🤖 AI Summary
Multimodal large language models (MLLMs) suffer from hallucinations and clinically inaccurate outputs in chest X-ray report generation, hindering clinical deployment. To address this, we propose “Look & Mark,” a novel dual-modal visual grounding prompting paradigm that directly incorporates radiologists’ eye-tracking trajectories (“Look”) and lesion bounding-box annotations (“Mark”) into MLLM inference—without any model fine-tuning. Our approach integrates spatial encoding, in-context learning (ICL), and cross-model adaptation across CXR-LLaVA, LLaVA-Med, and LLaVA-OV. Achieving zero training cost, it significantly improves clinical alignment: overall performance increases by 1.2% for CXR-LLaVA and 9.2% for LLaVA-Med; LLaVA-OV achieves a state-of-the-art clinical average accuracy of 87.3%. Expert evaluation confirms a statistically significant reduction of 0.43 clinically critical errors per report.
📝 Abstract
Recent advancements in multimodal Large Language Models (LLMs) have significantly enhanced the automation of medical image analysis, particularly in generating radiology reports from chest X-rays (CXR).
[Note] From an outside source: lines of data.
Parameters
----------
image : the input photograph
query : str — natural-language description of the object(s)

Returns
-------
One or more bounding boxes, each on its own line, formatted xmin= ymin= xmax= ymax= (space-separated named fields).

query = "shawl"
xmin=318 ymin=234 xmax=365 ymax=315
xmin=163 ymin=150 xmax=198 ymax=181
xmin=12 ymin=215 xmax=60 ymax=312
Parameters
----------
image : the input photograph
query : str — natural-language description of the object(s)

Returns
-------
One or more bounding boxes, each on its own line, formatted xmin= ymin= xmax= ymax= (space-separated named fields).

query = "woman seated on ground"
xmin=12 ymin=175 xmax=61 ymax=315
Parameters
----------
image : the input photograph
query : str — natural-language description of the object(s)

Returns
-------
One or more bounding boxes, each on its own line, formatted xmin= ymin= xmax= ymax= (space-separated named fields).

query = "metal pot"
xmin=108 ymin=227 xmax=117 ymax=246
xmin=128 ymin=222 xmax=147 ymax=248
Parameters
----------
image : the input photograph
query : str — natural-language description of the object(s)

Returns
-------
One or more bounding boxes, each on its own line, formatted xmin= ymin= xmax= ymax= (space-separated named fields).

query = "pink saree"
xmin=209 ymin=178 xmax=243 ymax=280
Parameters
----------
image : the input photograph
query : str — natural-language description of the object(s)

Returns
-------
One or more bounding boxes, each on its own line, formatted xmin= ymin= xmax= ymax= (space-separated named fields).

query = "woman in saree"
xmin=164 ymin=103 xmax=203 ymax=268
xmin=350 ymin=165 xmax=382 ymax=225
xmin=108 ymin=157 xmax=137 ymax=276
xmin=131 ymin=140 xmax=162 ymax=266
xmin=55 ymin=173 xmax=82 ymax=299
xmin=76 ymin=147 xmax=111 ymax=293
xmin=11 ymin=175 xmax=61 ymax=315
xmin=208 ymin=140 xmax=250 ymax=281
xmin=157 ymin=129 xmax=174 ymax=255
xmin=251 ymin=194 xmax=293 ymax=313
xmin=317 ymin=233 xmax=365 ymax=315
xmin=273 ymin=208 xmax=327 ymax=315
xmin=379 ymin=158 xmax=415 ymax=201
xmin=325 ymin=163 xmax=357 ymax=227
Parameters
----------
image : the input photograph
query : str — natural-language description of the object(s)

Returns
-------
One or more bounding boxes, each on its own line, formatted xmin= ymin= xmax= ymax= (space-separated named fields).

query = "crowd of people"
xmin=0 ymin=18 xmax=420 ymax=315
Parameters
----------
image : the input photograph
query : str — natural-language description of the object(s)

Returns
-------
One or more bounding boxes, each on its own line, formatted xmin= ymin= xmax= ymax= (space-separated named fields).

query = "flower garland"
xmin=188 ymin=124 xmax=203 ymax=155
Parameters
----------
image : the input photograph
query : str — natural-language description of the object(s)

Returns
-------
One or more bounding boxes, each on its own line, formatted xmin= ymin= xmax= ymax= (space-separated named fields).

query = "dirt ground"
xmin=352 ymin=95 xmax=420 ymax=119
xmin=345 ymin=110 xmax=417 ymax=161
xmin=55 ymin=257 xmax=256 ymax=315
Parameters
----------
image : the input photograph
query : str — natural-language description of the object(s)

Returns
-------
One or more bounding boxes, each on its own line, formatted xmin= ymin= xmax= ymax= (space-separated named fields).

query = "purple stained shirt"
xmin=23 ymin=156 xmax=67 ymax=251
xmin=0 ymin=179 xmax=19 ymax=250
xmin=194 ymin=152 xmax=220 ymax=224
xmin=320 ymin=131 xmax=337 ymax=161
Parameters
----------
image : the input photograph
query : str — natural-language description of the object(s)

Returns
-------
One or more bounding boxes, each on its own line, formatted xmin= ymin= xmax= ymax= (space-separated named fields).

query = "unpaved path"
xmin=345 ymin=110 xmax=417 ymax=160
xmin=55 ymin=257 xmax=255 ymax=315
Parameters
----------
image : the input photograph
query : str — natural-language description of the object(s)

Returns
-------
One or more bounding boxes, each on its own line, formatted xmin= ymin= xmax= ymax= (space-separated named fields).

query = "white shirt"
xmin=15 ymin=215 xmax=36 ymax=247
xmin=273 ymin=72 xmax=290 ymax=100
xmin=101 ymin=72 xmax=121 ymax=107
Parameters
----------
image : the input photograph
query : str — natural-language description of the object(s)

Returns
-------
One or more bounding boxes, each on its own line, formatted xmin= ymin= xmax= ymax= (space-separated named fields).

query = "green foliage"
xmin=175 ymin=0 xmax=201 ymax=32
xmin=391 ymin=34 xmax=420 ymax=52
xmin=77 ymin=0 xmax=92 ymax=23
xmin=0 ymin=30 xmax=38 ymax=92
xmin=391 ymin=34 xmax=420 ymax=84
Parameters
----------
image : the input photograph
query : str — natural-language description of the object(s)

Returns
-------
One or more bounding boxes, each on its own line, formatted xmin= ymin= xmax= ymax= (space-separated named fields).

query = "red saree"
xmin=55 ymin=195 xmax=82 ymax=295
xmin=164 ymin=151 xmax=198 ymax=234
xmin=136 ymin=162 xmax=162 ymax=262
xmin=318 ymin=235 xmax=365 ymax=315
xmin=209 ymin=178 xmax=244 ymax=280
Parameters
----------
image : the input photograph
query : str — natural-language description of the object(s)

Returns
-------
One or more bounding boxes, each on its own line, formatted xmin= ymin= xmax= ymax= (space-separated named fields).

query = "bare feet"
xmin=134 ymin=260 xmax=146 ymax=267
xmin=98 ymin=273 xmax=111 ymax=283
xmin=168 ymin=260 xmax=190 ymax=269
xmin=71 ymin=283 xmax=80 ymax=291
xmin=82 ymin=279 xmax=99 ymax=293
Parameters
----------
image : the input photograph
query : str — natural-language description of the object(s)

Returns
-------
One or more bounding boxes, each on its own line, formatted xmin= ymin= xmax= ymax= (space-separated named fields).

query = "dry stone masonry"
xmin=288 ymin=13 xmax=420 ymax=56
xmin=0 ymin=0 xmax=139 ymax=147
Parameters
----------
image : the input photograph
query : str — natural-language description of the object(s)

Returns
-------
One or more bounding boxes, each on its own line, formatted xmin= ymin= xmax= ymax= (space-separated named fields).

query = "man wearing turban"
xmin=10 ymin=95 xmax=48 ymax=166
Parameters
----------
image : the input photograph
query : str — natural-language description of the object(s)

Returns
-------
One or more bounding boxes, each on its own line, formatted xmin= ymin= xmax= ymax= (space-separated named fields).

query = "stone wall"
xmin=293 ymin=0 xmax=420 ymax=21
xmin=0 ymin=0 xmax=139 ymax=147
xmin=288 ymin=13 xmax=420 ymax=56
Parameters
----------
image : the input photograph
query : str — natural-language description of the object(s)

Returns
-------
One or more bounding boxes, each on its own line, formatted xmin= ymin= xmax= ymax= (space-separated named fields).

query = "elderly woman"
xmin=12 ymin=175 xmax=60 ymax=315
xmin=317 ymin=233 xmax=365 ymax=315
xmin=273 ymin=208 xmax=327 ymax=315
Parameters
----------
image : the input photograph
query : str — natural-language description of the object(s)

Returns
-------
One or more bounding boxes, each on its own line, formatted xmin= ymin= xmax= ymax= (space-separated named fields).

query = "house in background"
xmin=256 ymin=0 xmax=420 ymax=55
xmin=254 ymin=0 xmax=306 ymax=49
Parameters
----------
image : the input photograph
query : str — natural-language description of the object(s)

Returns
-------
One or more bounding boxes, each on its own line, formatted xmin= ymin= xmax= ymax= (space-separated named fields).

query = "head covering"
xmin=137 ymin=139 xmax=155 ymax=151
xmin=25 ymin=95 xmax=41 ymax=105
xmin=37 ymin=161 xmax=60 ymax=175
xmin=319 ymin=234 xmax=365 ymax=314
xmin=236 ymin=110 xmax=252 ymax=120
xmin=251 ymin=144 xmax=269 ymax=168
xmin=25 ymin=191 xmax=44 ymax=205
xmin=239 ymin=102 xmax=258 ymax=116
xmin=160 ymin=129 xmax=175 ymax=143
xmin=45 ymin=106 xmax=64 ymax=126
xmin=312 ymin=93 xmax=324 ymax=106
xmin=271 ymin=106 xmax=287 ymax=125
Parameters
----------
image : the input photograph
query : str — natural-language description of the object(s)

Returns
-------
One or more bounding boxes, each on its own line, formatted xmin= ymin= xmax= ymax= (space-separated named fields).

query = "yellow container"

However, these models still suffer from hallucinations and clinically significant errors, limiting their reliability in real-world applications. In this study, we propose Look&Mark (L&M), a novel grounding fixation strategy that integrates radiologist eye fixations (Look) and bounding box annotations (Mark) into the LLM prompting framework. Unlike conventional fine-tuning, L&M leverages in-context learning to achieve substantial performance gains without retraining. When evaluated across multiple domain-specific and general-purpose models, L&M demonstrates significant gains, including a 1.2% improvement in overall metrics (A.AVG) for CXR-LLaVA compared to baseline prompting and a remarkable 9.2% boost for LLaVA-Med. General-purpose models also benefit from L&M combined with in-context learning, with LLaVA-OV achieving an 87.3% clinical average performance (C.AVG)-the highest among all models, even surpassing those explicitly trained for CXR report generation. Expert evaluations further confirm that L&M reduces clinically significant errors (by 0.43 average errors per report), such as false predictions and omissions, enhancing both accuracy and reliability. These findings highlight L&M's potential as a scalable and efficient solution for AI-assisted radiology, paving the way for improved diagnostic workflows in low-resource clinical settings.